Liebe Leserinnen, liebe Leser,

wir verlassen 2018 – ein Jahr, in dem weltweit viele Entscheidungen und Handlungen passiert sind, die sich auf einen Nenner reduzieren lassen: Dummheit … Für denjenigen, der weiß, dass wir alle auf diesem Globus verbunden sind, ist das ein enormer Stressfaktor. Besonders, weil wir als Einzelperson in die Zuschauerrolle gezwungen sind und die „Entscheidungsorgane“ nicht beeinflussen können. Wir können an Aktionen teilnehmen, zeigen, dass wir nicht einverstanden sind – aber irgendwie bleibt der Karren „Projekt Mensch“ im alten Dreck. Also laden wir Sie ein, dem Rhythmus der Natur zu folgen und nach innen zu gehen. Konzentrieren wir uns auf das, was wir beeinflussen können: Nicht das, WAS ist, sondern WIE wir selbst damit umgehen. Machen wir aus dem Gedanken „Stress“ eine Möglichkeit, Herausforderungen zu meistern, zu wachsen, zu erkennen.

Beata Korioth dazu in unserem Interview „Goodbye Stress“: „Es ist dieser gewisse Kitzel, der sich zeigt, wenn etwas passiert, was außerhalb unserer Komfortzone liegt … ob wir [ihn] als Bedrohung oder als Herausforderung empfinden, ist eine bewusste Entscheidung. Wir können tatsächlich Furcht in Mut verwandeln, indem wir die Symptome unseres Körpers neu bewerten.“ Genau hier können wir aktiv werden, etwas verändern, bewusst entscheiden, mitten im Stress entspannt bleiben, ja zu den Herausforderungen sagen, die sich uns „in den Weg stellen“.

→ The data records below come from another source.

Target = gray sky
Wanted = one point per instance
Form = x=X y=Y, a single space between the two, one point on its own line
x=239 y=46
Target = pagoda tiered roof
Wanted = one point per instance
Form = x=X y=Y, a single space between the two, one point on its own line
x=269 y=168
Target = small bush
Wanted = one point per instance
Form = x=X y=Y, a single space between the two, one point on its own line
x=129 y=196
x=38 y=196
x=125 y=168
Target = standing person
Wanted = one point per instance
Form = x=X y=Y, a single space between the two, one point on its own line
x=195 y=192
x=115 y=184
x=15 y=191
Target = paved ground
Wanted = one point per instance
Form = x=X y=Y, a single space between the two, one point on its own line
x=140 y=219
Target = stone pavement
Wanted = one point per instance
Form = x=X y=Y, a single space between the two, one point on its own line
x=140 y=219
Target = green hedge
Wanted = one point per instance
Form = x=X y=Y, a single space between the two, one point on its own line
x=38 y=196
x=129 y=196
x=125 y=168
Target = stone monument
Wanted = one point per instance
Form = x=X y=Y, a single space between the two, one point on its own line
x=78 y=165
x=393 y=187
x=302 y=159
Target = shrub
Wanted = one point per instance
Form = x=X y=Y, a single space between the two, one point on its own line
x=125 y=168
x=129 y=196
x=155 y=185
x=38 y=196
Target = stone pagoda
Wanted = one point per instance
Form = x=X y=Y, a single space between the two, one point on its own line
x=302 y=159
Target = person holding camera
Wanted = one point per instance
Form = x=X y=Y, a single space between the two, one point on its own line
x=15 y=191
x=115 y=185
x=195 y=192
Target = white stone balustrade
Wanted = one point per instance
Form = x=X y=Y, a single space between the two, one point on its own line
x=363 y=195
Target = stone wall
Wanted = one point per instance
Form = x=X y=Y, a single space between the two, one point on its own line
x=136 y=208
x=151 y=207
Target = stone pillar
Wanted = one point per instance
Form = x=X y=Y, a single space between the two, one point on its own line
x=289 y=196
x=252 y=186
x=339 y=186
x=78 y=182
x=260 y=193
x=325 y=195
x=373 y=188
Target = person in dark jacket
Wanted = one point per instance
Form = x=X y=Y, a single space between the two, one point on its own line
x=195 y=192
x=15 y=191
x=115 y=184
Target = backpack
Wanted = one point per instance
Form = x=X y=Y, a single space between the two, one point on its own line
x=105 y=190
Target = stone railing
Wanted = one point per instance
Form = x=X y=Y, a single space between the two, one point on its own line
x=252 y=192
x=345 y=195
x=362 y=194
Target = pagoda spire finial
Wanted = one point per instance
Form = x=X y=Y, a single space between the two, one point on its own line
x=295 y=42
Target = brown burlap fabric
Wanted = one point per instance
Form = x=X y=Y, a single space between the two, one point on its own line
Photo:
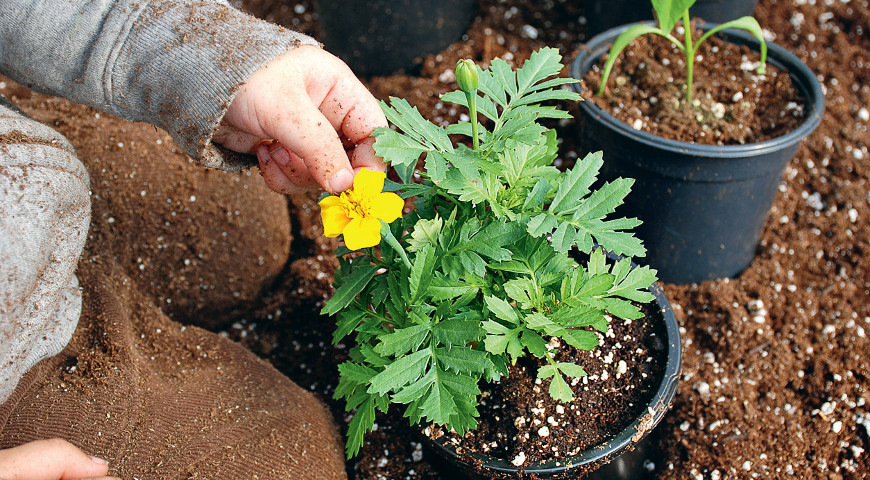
x=163 y=401
x=157 y=399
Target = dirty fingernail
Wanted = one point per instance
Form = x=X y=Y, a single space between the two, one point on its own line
x=279 y=154
x=263 y=154
x=341 y=181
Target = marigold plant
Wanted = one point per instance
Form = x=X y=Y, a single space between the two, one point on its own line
x=357 y=213
x=481 y=271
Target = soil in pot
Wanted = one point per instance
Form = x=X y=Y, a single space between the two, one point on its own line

Denn für unseren Mut erhalten wir vom Leben auch Geschenke, wie uns Christiana Mandakini Jacobsen in unserem Interview „Mit Selbstfürsorge inneren Halt und Orientierung auch in turbulenten Zeiten finden“ näherbringt: „Unser Körper reagiert gleich, egal ob wir von einem Sonnenaufgang träumen oder ihn live am Strand erleben.
Das ist ein großes Geschenk. Jede schöne Erfahrung ist als Ressource im Zellsystem gespeichert.“ Die erfahrene NLP-Lehrtrainerin und Autorin erklärt uns, wie wir inneren Halt erlangen und das Drehbuch für das eigene Leben neu schreiben können. Wie wichtig es für alle ist, selbstfürsorglich zu sein. „Je mehr wir uns selbst kennen und lieben gelernt haben, fällt uns der Umgang auch mit anderen leichter. Wir kommen nicht aus der Bedürftigkeit, sondern aus der Kraft und Liebe ins Miteinander, in die Begegnung.“
Es bringt uns nicht weiter, wenn wir uns unseren Ängsten, Befürchtungen und Enttäuschungen hingeben oder sie gar kultivieren. Wenn wir sie aber als Sprungbrett nutzen, um über uns selbst hinauszuwachsen, ein Zeichen setzen durch unsere Selbstveranwortung für ein in jeder Hinsicht gesundes Leben auf und mit unserem Planeten, dann verändern wir etwas – auch wenn wir es selbst vielleicht noch gar nicht merken.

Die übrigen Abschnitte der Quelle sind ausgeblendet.